Guilt and Relief
Pippin went to his new home today. The people he's going to live with are a nice older couple (even if they can't pronounce "papillon" correctly) so I'm sure he'll be spoiled. I explained his general schedule and habits to them and they still wanted him. He'll be better off now. He deserved better than we could give him. Then why do I feel so guilty?
I knew he had to go, but I didn't think it would actually bother me like this. His perky little ears and bright excited eyes looked back at me from the lady's lap as they backed out of the driveway and I suddenly felt like crap about the whole deal. I feel like I should have tried harder, but deep down, I really feel I did my best. I just don't have the time or patience to house train a dog. My meds only help so much and with all the stress moving has brought on, I'm barely making it as it is. I also couldn't keep from seeing Paddington every time I looked at Pippin. I don't think I'll ever really get over him. I will always love papillons, but I don't think I will ever own another one.

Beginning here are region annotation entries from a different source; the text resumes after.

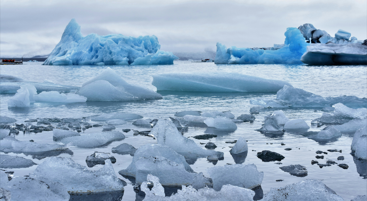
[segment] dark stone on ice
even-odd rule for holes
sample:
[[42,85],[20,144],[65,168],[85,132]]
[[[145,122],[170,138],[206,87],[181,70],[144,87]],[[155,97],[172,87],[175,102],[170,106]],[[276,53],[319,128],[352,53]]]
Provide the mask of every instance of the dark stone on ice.
[[278,153],[267,150],[265,150],[261,152],[258,152],[257,157],[261,159],[263,162],[275,161],[280,161],[285,158]]

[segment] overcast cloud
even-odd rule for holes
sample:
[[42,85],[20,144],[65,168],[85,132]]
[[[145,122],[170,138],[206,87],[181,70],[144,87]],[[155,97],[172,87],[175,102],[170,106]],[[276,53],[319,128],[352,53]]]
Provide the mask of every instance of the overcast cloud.
[[0,1],[0,57],[48,54],[73,18],[84,36],[155,35],[172,52],[272,47],[288,27],[311,23],[334,36],[340,29],[367,38],[367,1]]

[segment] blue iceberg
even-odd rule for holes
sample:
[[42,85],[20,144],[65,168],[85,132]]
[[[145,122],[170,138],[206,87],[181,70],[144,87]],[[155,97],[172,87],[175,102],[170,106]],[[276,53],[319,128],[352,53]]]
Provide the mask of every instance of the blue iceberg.
[[43,65],[166,65],[173,64],[173,60],[179,58],[160,48],[154,35],[135,38],[91,33],[83,37],[80,26],[72,19]]

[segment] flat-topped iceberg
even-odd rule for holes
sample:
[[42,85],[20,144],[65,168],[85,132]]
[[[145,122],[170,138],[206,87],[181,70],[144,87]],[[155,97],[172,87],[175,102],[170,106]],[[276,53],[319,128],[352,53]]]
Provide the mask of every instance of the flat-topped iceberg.
[[284,85],[292,86],[285,81],[236,73],[171,73],[152,76],[152,84],[158,91],[275,92]]
[[303,89],[284,85],[278,91],[275,99],[258,98],[251,99],[250,103],[261,105],[264,107],[324,107],[331,106],[338,103],[351,108],[367,107],[367,98],[355,96],[343,96],[336,97],[323,97]]
[[126,82],[109,67],[84,83],[76,92],[88,100],[124,101],[162,98],[159,94]]
[[173,60],[178,59],[160,48],[154,35],[135,38],[121,34],[100,36],[91,33],[83,37],[80,26],[72,19],[43,65],[173,64]]
[[90,171],[71,158],[52,157],[39,165],[29,176],[58,182],[69,193],[124,190],[122,183],[116,176],[109,159],[106,160],[102,168]]

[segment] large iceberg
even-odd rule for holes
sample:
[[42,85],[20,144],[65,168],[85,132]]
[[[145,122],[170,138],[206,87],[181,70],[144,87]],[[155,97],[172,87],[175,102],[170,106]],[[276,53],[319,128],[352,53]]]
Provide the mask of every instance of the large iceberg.
[[338,103],[351,108],[367,107],[367,98],[355,96],[324,98],[303,89],[284,85],[276,93],[276,98],[251,99],[250,103],[264,107],[324,107]]
[[84,83],[77,94],[88,100],[123,101],[162,98],[159,94],[138,85],[130,84],[109,67]]
[[135,38],[121,34],[100,36],[91,33],[83,37],[80,26],[72,19],[43,65],[173,64],[173,60],[178,59],[160,48],[154,35]]
[[[235,46],[227,49],[224,45],[217,43],[216,64],[286,63],[302,64],[301,56],[306,47],[309,45],[297,28],[287,28],[284,46],[275,50],[262,48],[238,48]],[[277,48],[273,48],[275,49]]]
[[152,75],[157,90],[207,92],[275,92],[285,81],[266,79],[236,73],[205,74],[171,73]]
[[58,182],[69,193],[123,191],[122,183],[116,176],[111,161],[108,159],[105,162],[100,169],[90,171],[71,158],[52,157],[39,165],[29,176]]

I feel relieved that Pippin is going to get the love and attention he deserves now. I also feel relieved that he will no longer be relieving his need to chew on my Dyson or relieving himself on my floor. Feeling relief makes me feel even more guilty. The poor guy has had a wretched life so far and it's not his fault he has all those bad habits. The kids keep asking about him and when he's coming back. I really am a horrible person, aren't I?
Charlie and Lola are the only ones who don't seem the least bit sad that he's gone. (Charlie is, at this moment, trying to nip a taste of the mixed drink I made myself to unwind a bit) They seem to be settling in quite well. Charlie is a finicky eater and refuses to eat plain old Kitten Chow. It took me two days to realize this. He climbed straight up my bare arm to reach my dinner the second night and I decided he must be hungry. Now, I mix a little soft food (that stuff is VILE) into the dry and he seems to be fine with it. He has gas that even drives Heath from the room (something I didn't think was possible), but at least he's eating.
Lola is still noticeably more independent. She's just as content to sleep on the couch as curled up next to you in the bed. She isn't as fond of being petted as Charlie is, either. She's a feisty little thing. She's smaller than her brother, but I've seen her pin him more than once.
I finally got them collars with little bells on them so I know where they are. It drove them nuts at first, but I think they've finally given up trying to get them off. Either that, or they're working on a more detailed plan. Cats are sneaky like that.
I suppose I should go unpack some more stuff, but I think I'll turn on the television and finish my drink instead. That sounds like more fun.